Calculating lifetime cancer risk in a population

By: Karl Pettersson

Re-posted from: https://www.dusty-test.klpn.se/posts/2016-11-06-secanc.html

Calculating lifetime cancer risk in a population

Posted on 2016-11-06

by Karl Pettersson.

Tags: ,

It is common to hear statements such as one in three persons will
develop cancer during their lifetime
, one in nine women will develop
breast cancer
and so on. Most often, such statements are based on a
simple calculation of cumulative risk, i.e. age-specific incidence rates
for a given year and cancer diagnosis are summed up to a chosen maximum
age, e.g. 75 years, and the resulting cumulative incidence rate \(r\) is
then converted into a probability using the formula \(1-\exp(-r)\).
However, if lifetime cancer risk is interpreted as the proportion of
the population which will be diagnosed with cancer during their
lifetime, this method gives incorrect results, because it does not take
the following into account:

  1. Future changes in cancer rates.
  2. People who die before they reach the maximum age, due to causes
    unrelated to cancer.
  3. People who develop cancer at ages above the maximum age.
  4. People who are diagnosed with multiple primary cancers during their
    lifetime.

The first problem will not be further discussed in this post, as dealing
with it obviously would require projections into the future.

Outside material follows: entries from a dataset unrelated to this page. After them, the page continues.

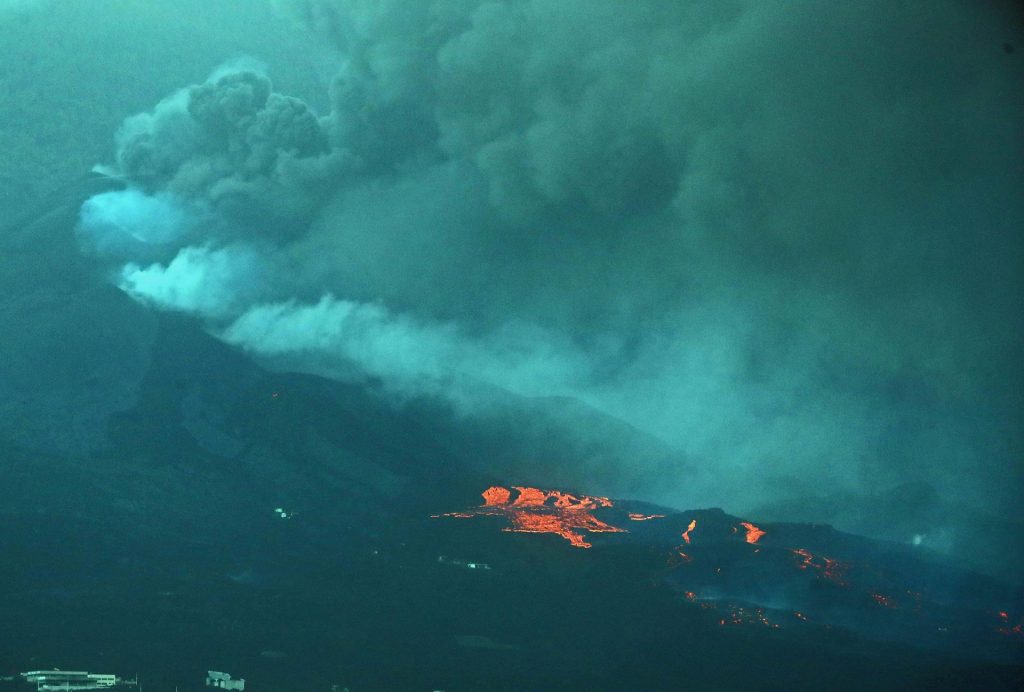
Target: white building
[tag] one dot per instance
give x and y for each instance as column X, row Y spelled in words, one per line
column 223, row 681
column 70, row 680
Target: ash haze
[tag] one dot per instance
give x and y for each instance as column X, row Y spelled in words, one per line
column 783, row 239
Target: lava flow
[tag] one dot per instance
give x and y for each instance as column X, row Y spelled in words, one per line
column 754, row 533
column 536, row 511
column 686, row 533
column 634, row 516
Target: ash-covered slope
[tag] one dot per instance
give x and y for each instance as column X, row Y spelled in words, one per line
column 169, row 507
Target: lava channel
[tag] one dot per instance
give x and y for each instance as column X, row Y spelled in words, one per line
column 536, row 511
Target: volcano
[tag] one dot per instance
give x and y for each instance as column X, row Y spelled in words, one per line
column 196, row 511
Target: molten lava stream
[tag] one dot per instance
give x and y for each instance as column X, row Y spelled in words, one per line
column 537, row 511
column 753, row 532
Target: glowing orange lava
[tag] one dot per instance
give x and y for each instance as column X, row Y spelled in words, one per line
column 686, row 533
column 753, row 532
column 644, row 517
column 536, row 511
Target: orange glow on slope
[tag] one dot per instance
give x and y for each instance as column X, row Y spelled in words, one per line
column 536, row 511
column 686, row 533
column 644, row 517
column 495, row 495
column 753, row 532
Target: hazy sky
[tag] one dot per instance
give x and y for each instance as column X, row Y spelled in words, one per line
column 783, row 238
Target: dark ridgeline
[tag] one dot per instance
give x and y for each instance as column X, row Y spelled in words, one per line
column 279, row 526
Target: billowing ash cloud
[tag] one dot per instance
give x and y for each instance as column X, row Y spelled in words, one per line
column 781, row 236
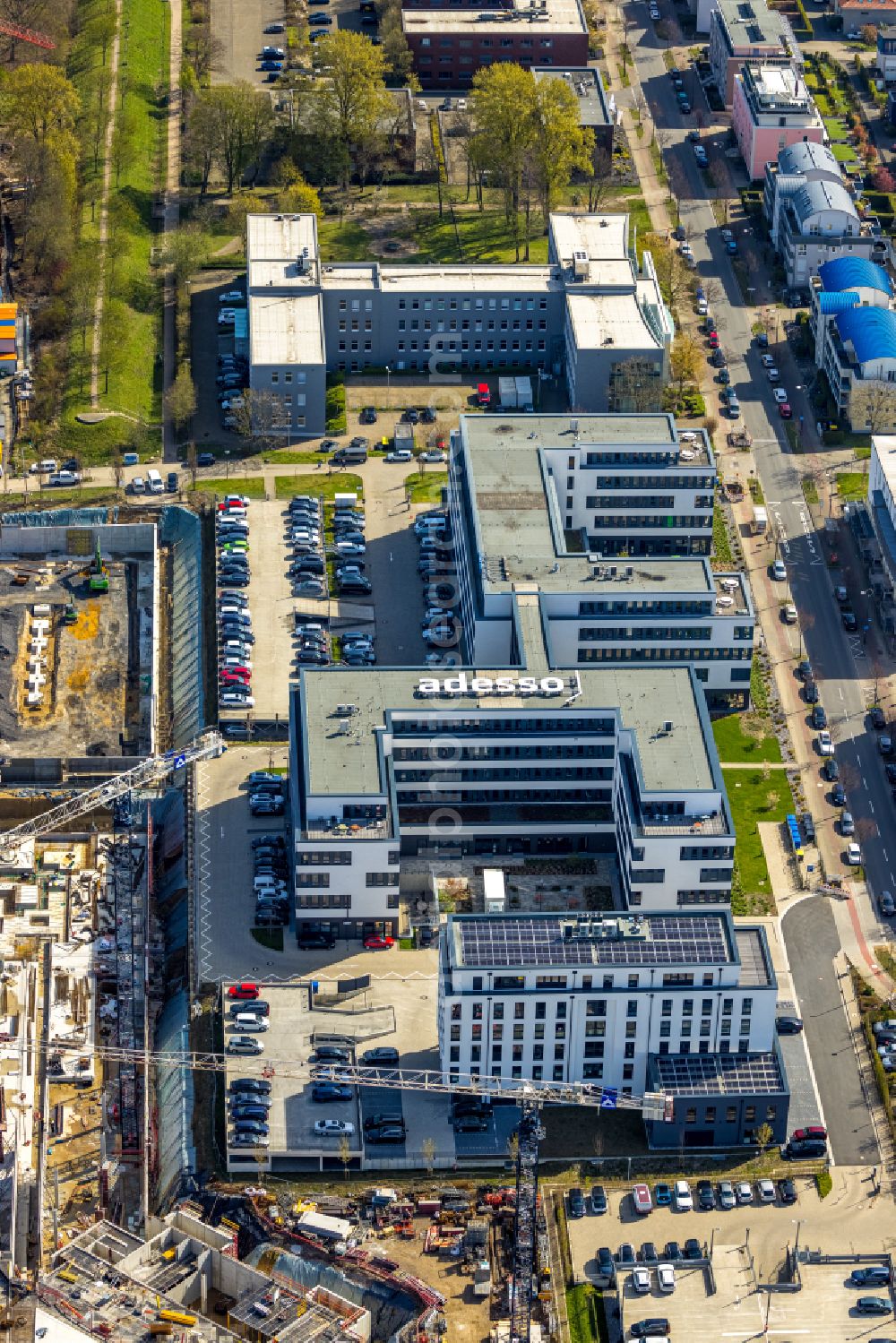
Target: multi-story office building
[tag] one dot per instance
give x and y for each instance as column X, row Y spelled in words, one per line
column 681, row 1003
column 747, row 30
column 611, row 522
column 813, row 217
column 853, row 324
column 452, row 42
column 591, row 312
column 509, row 759
column 771, row 108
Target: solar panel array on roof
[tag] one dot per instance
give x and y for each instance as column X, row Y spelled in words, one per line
column 713, row 1074
column 670, row 941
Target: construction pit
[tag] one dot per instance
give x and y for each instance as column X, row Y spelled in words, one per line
column 78, row 642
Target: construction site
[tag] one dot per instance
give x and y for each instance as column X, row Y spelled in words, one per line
column 78, row 641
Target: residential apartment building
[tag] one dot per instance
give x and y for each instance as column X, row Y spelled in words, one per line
column 597, row 108
column 611, row 524
column 771, row 109
column 450, row 43
column 853, row 325
column 813, row 217
column 627, row 1003
column 887, row 54
column 520, row 759
column 589, row 312
column 747, row 31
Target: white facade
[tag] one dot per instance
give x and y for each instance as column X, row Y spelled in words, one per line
column 614, row 525
column 570, row 1001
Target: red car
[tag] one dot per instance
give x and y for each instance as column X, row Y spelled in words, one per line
column 810, row 1131
column 242, row 992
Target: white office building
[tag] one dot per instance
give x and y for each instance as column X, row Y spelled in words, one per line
column 586, row 314
column 610, row 519
column 503, row 761
column 681, row 1003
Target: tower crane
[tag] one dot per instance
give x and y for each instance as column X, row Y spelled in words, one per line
column 19, row 34
column 528, row 1095
column 147, row 774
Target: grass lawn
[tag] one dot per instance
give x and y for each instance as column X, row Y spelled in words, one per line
column 747, row 796
column 734, row 745
column 852, row 485
column 134, row 376
column 426, row 489
column 249, row 485
column 584, row 1311
column 723, row 556
column 58, row 498
column 325, row 486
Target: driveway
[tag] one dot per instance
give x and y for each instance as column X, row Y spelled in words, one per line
column 812, row 941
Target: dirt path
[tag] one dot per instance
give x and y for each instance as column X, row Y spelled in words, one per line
column 104, row 209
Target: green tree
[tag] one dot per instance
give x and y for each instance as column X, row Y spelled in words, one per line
column 180, row 398
column 560, row 145
column 38, row 102
column 349, row 105
column 185, row 250
column 300, row 198
column 501, row 113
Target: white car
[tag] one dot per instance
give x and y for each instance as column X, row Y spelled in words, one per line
column 667, row 1278
column 681, row 1192
column 330, row 1127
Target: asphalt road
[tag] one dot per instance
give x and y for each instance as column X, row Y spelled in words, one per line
column 841, row 664
column 812, row 944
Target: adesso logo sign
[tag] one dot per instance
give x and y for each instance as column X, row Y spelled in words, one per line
column 461, row 684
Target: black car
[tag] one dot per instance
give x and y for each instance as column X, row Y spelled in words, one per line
column 382, row 1057
column 474, row 1124
column 654, row 1329
column 331, row 1090
column 246, row 1084
column 328, row 1055
column 386, row 1135
column 788, row 1190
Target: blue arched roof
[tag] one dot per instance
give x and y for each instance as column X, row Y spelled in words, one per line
column 872, row 332
column 853, row 273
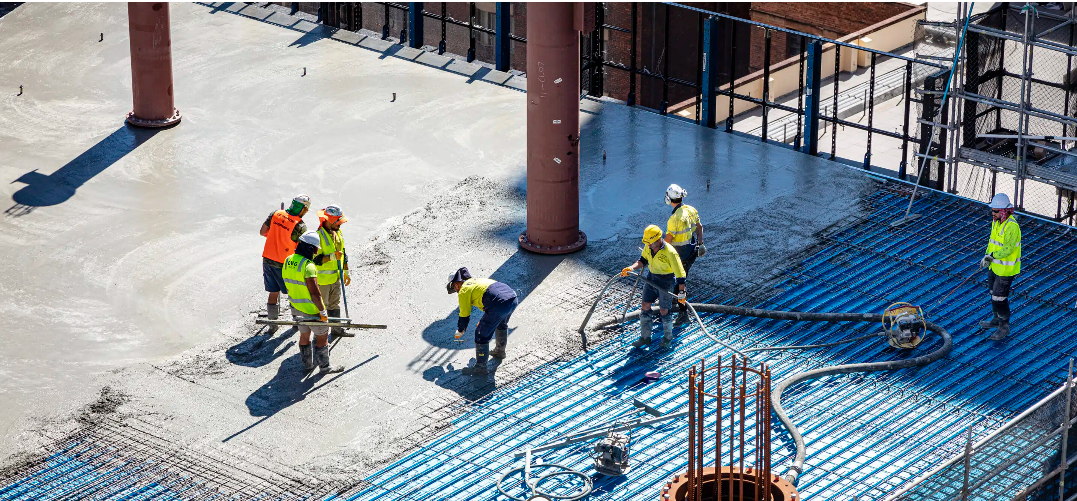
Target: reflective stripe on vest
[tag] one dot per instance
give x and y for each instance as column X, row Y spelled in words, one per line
column 298, row 295
column 279, row 244
column 327, row 270
column 1011, row 264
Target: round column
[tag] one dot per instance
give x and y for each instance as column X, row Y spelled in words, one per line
column 553, row 129
column 151, row 65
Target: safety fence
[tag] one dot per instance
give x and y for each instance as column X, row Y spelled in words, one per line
column 1018, row 461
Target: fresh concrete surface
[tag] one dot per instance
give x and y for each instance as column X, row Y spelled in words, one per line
column 140, row 270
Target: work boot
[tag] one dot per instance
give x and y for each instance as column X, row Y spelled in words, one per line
column 307, row 355
column 322, row 353
column 667, row 332
column 644, row 331
column 500, row 342
column 481, row 355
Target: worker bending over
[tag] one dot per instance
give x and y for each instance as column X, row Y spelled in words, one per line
column 301, row 276
column 665, row 269
column 282, row 230
column 497, row 301
column 1003, row 261
column 685, row 233
column 332, row 262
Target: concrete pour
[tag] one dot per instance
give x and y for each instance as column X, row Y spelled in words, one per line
column 134, row 269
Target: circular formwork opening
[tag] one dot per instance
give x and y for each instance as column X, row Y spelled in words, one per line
column 736, row 486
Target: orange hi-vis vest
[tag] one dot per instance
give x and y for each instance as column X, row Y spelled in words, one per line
column 279, row 244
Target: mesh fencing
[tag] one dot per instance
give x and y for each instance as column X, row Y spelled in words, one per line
column 1019, row 461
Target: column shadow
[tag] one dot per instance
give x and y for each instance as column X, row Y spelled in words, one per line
column 59, row 186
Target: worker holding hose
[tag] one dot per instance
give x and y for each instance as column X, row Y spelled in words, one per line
column 685, row 233
column 497, row 301
column 332, row 262
column 1003, row 261
column 666, row 269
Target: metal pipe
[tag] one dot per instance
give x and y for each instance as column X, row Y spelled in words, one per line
column 151, row 45
column 553, row 178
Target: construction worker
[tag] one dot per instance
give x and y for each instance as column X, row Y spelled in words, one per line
column 685, row 233
column 301, row 276
column 666, row 270
column 332, row 263
column 1003, row 261
column 282, row 230
column 497, row 301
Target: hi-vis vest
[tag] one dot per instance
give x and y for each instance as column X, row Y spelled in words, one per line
column 1008, row 265
column 327, row 270
column 297, row 292
column 279, row 244
column 682, row 224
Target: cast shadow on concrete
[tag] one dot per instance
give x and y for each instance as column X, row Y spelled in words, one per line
column 288, row 388
column 262, row 348
column 59, row 186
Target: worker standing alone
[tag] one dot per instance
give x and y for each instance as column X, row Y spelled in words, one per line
column 1003, row 261
column 282, row 230
column 301, row 275
column 685, row 233
column 497, row 301
column 665, row 269
column 332, row 263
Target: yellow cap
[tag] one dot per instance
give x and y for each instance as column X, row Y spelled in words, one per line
column 652, row 234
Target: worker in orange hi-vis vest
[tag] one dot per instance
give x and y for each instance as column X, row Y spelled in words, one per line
column 282, row 231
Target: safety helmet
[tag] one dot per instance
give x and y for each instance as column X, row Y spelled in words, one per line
column 333, row 214
column 311, row 238
column 652, row 234
column 674, row 193
column 1001, row 202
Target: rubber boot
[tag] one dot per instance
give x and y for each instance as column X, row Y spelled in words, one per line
column 500, row 342
column 307, row 355
column 322, row 353
column 667, row 332
column 481, row 356
column 645, row 320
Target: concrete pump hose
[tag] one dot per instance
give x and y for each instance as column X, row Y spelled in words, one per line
column 775, row 397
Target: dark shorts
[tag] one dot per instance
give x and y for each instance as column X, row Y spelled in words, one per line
column 649, row 293
column 687, row 253
column 497, row 315
column 273, row 278
column 999, row 287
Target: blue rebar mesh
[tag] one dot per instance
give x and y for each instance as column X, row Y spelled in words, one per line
column 867, row 434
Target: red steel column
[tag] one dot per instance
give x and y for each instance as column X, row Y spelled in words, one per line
column 554, row 128
column 151, row 65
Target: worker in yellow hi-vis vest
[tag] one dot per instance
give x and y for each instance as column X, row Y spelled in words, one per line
column 1003, row 261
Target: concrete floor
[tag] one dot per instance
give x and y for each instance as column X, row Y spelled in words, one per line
column 134, row 256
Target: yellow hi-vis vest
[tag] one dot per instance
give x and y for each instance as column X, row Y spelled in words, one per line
column 295, row 267
column 682, row 224
column 1001, row 234
column 331, row 244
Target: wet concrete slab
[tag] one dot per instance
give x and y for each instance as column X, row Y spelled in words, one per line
column 135, row 259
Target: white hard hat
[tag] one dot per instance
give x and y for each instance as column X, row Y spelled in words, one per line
column 312, row 238
column 1001, row 202
column 674, row 193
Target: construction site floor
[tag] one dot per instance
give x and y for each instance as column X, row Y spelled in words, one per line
column 133, row 274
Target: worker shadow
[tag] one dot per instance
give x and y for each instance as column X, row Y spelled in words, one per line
column 287, row 388
column 262, row 348
column 59, row 186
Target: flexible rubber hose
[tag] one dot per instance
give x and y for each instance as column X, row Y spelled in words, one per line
column 775, row 397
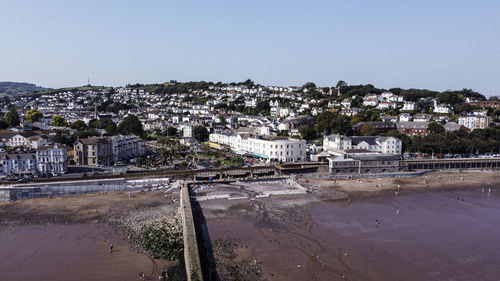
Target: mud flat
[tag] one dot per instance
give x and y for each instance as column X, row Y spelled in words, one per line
column 68, row 238
column 432, row 230
column 68, row 252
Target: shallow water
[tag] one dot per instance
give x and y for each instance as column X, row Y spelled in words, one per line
column 68, row 253
column 439, row 235
column 445, row 235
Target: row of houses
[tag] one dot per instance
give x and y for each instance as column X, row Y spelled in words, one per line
column 103, row 151
column 46, row 159
column 269, row 148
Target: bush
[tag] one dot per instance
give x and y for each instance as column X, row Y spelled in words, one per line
column 161, row 240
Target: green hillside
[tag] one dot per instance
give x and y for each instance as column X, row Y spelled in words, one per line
column 17, row 88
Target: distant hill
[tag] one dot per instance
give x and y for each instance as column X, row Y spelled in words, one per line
column 17, row 88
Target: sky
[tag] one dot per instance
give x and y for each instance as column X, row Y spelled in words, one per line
column 436, row 45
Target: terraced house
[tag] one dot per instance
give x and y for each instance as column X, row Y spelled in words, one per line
column 93, row 151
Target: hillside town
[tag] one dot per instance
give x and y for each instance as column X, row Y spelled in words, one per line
column 202, row 124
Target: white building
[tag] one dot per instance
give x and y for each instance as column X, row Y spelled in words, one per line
column 404, row 117
column 187, row 130
column 442, row 108
column 338, row 142
column 267, row 147
column 18, row 163
column 127, row 147
column 474, row 122
column 52, row 159
column 370, row 100
column 409, row 106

The other
problems can be assessed with a method described by Sasieni et al. (2011), which
they call AMP (adjusted for multiple primaries), and which only
requires routinely available data. Their idea is to build a life table
where it is possible to be eliminated from the population either by
being diagnosed with cancer or by dying from something other than
cancer. It is then possible to calculate the proportions eliminated in
these different ways. The AMP method hinges on the independence
assumption that primary cancer incidence and mortality from causes other
than cancer are the same among people who have had cancer as in the
general population, because these groups cannot normally be
differentiated in official statistics. Only the following data are
required:

  1. Age-specific population size, in order to calculate incidence and
    mortality rates.
  2. Age-specific number of cancer cases.
  3. Age-specific number of deaths due to all causes.
  4. Age-specific number of deaths due cancer. Note that official
    statistics normally reports so-called underlying causes of deaths,
    which means that this should include complications of cancer and
    cancer treatment (otherwise, the independence assumption given above
    would be violated).

Using my LifeTable package, the
AMP method can be easily implemented in Julia. I will give examples with
calculations for Sweden 2014, using data from Statistics Sweden (2016) for
population size, National Board of Health and Welfare (2015) for cancer cases and National Board of Health and Welfare (2025) for deaths.
The data are given in 5-year age intervals from 0–4 to 80–84 years,
with an open interval for ages above 85 years. The files used in the
example are available via a
gist.
The Julia
file

contains the following code:

using LifeTable, DataFrames

function AmpLt(inframe, sex, rate = "inc")
    age = inframe[1]
    pop = inframe[2]
    acd = inframe[3]
    cd = inframe[4]
    cc = inframe[5]
    if rate == "inc"
        ncol = cc
        dcol = acd .- cd .+ cc
    elseif rate == "mort"
        ncol = cd
        dcol = acd
    end
    df = DataFrame(age = age, pop = pop, dcol = dcol)
    cprop = ncol ./ dcol 
    lt = PeriodLifeTable(df, sex)
    return CauseLife(lt, cprop)
end

Assuming the LifeTable package is installed and the files have been
downloaded, you can calculate tables with lifetime cancer risk for
Swedish females and males, at a given age:

include("amplt.jl")
fse14 = readtable("fse14.csv")
mse14 = readtable("mse14.csv")
ampfse14 = AmpLt(fse14, 2)
ampmse14 = AmpLt(mse14, 1)

The first row in the f column in a frame returned by AmpLt gives the
lifetime cancer risk at birth, which should be about 45.7 percent for
females and 49.3 percent for males. It is also possible to calculate
lifetime risk for cancer mortality, rather than incidence:

mampfse14 = AmpLt(fse14, 2, "mort")
mampmse14 = AmpLt(mse14, 1, "mort")

The first row in these frames should be about 22.3 and 26.2 percent for
females and males. With PyPlot, the frames can be plotted:

plot(ampfse14[:age], ampfse14[:f], label = "incidence, females")
plot(ampfse14[:age], ampmse14[:f], label = "incidence, males")
plot(ampfse14[:age], mampfse14[:f], label = "mortality, females")
plot(ampfse14[:age], mampmse14[:f], label = "mortality, males")
title("Lifetime cancer risk Sweden 2014")
xlim(0, 85)
ylim(0, 0.5)
legend(loc=3)
grid(1)
Lifetime probabilty of cancer incidence and mortality for Swedish females and males 2014

As the chart shows, the probabilities tend to decrease with age,
especially after age 60, which is due to increasing competition from
other causes of death, e.g. circulatory disorders.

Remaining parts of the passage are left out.